What is Trump’s D.C. hotel lawsuit? The president-elect will testify weeks before inauguration
Inauguration Day is rapidly approaching, but prior to being sworn into office, President-elect Donald Trump will soon be required to tend to a couple other matters. As USA Today notes, Trump will become president with at least 75 pending civil lawsuits, quite a few of which involve complaints of discrimination and harassment by employees. But just weeks ahead of inauguration, at the beginning of January specifically, Trump faces lawsuits over his D.C. hotel.
Trump will face lawyers’ questions during a deposition in the $10 million breach-of-contract lawsuit that Trump himself filed against Washington-based celebrity chef José Andrés. Andrés’ restaurant, Topo Atrio, was slated to open in Trump’s luxury hotel complex located in the Old Post Office on Pennsylvania Avenue, a short distance from the White House. But, Andrés pulled out of the deal following Trump’s blatantly racist presidential campaign announcement speech in June 2015, which Andrés pointed out was “widely perceived as anti-Hispanic.”

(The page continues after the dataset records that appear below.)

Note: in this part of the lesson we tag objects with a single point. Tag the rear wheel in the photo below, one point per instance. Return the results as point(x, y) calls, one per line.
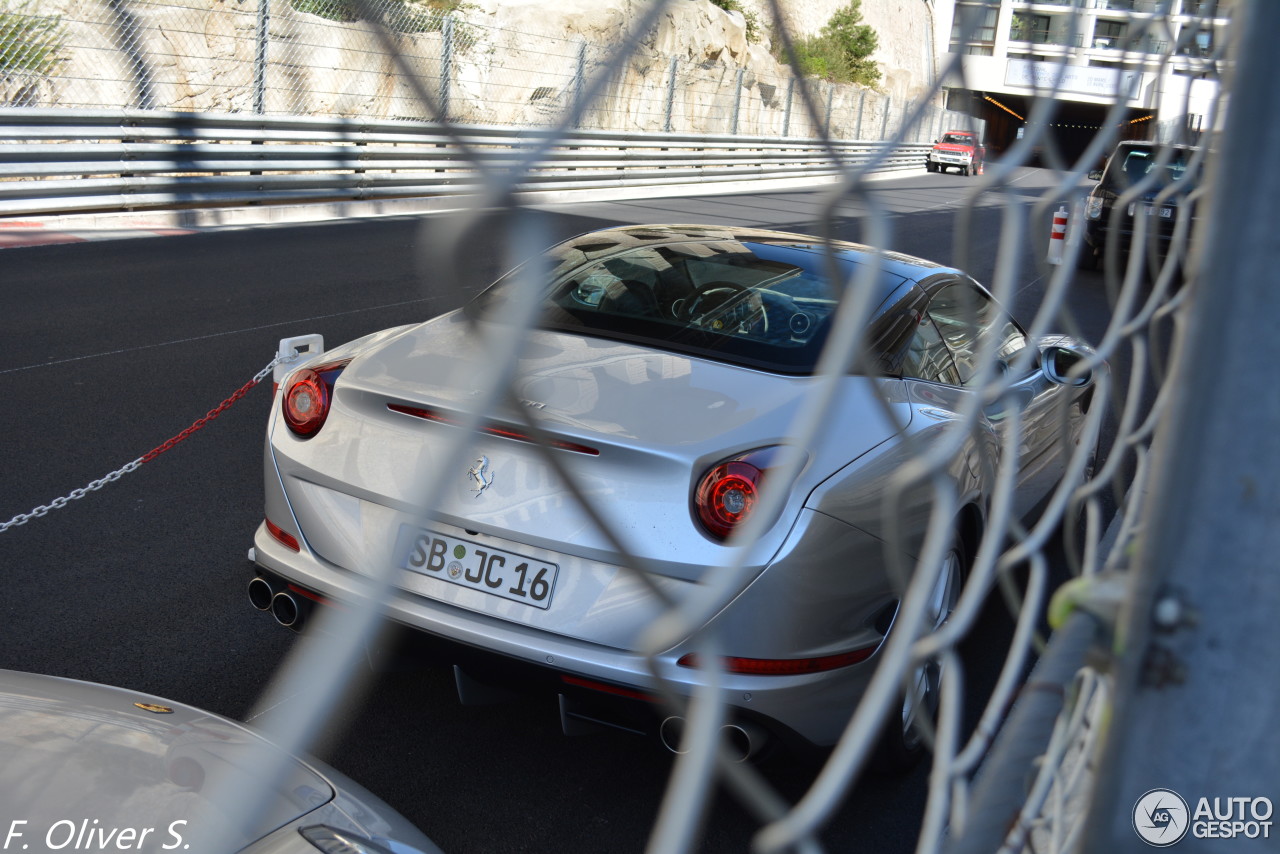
point(903, 738)
point(1088, 259)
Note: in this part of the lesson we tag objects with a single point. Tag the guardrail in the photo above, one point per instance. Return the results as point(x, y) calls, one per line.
point(62, 161)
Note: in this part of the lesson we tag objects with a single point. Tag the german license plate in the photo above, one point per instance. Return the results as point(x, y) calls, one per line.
point(1152, 210)
point(480, 567)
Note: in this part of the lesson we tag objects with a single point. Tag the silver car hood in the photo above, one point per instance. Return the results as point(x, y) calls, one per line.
point(659, 420)
point(78, 759)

Last week, there was conflict between the two parties over the location, duration, and questions that would be asked of Trump, with Andrés and his lawyers seeking to hold the deposition in Washington, while Trump demanded it be held at Trump Tower in New York “for security reasons.” Trump additionally objected to the seven-hour length of the deposition, asking instead for two hours, and arguing that the questions Trump is asked should not overlap with a previous deposition.
Andrés and his lawyers have since conceded to Trump and agreed to move the deposition to Trump Tower, but remain adamant about the deposition length and questions that will be asked. “Defendants cannot, however, accept Trump LLC’s attempt to hamstring Defendants’ questioning of the man who directed the bringing of this lawsuit,” Andrés’ attorneys wrote to D.C. Superior Judge Jennifer A. Di Toro.
Trump is additionally involved in a similar lawsuit against Geoffrey Zakarian, another celebrity chef who was slated to open a restaurant in Trump’s Washington hotel but backed out amidst controversy over Trump’s bigoted rhetoric. Zakarian’s attorneys set a hearing date for Jan. 3 in the D.C. Superior Court.
As a friendly reminder, in his presidential campaign announcement speech, Trump claimed Mexican immigrants were bringing crime, drugs, murder, and rape to the U.S., and he’s hardly been apologetic. Trump’s general counsel, Alan Garten, shrugged off the statements, saying in a statement offered to USA Today, “There’s no dispute about them. So we don’t see what a deposition would accomplish.”
“We think the deposition is completely unnecessary. We don’t think there’s any factual dispute that requires the President-elect’s testimony, so we think it’s unneeded,” Garten explained. “So we asked for there to be some reasonable limits. We don’t think it’s necessary, the issues that concern the President-elect are statements he made at the commencement of the campaign.”
Again, Trump has more than 75 pending civil lawsuits against him, and will not only be the first president who goes into office involved in this many legal entanglements, but also the first who will be confronted with these lawsuits just weeks ahead of being inaugurated.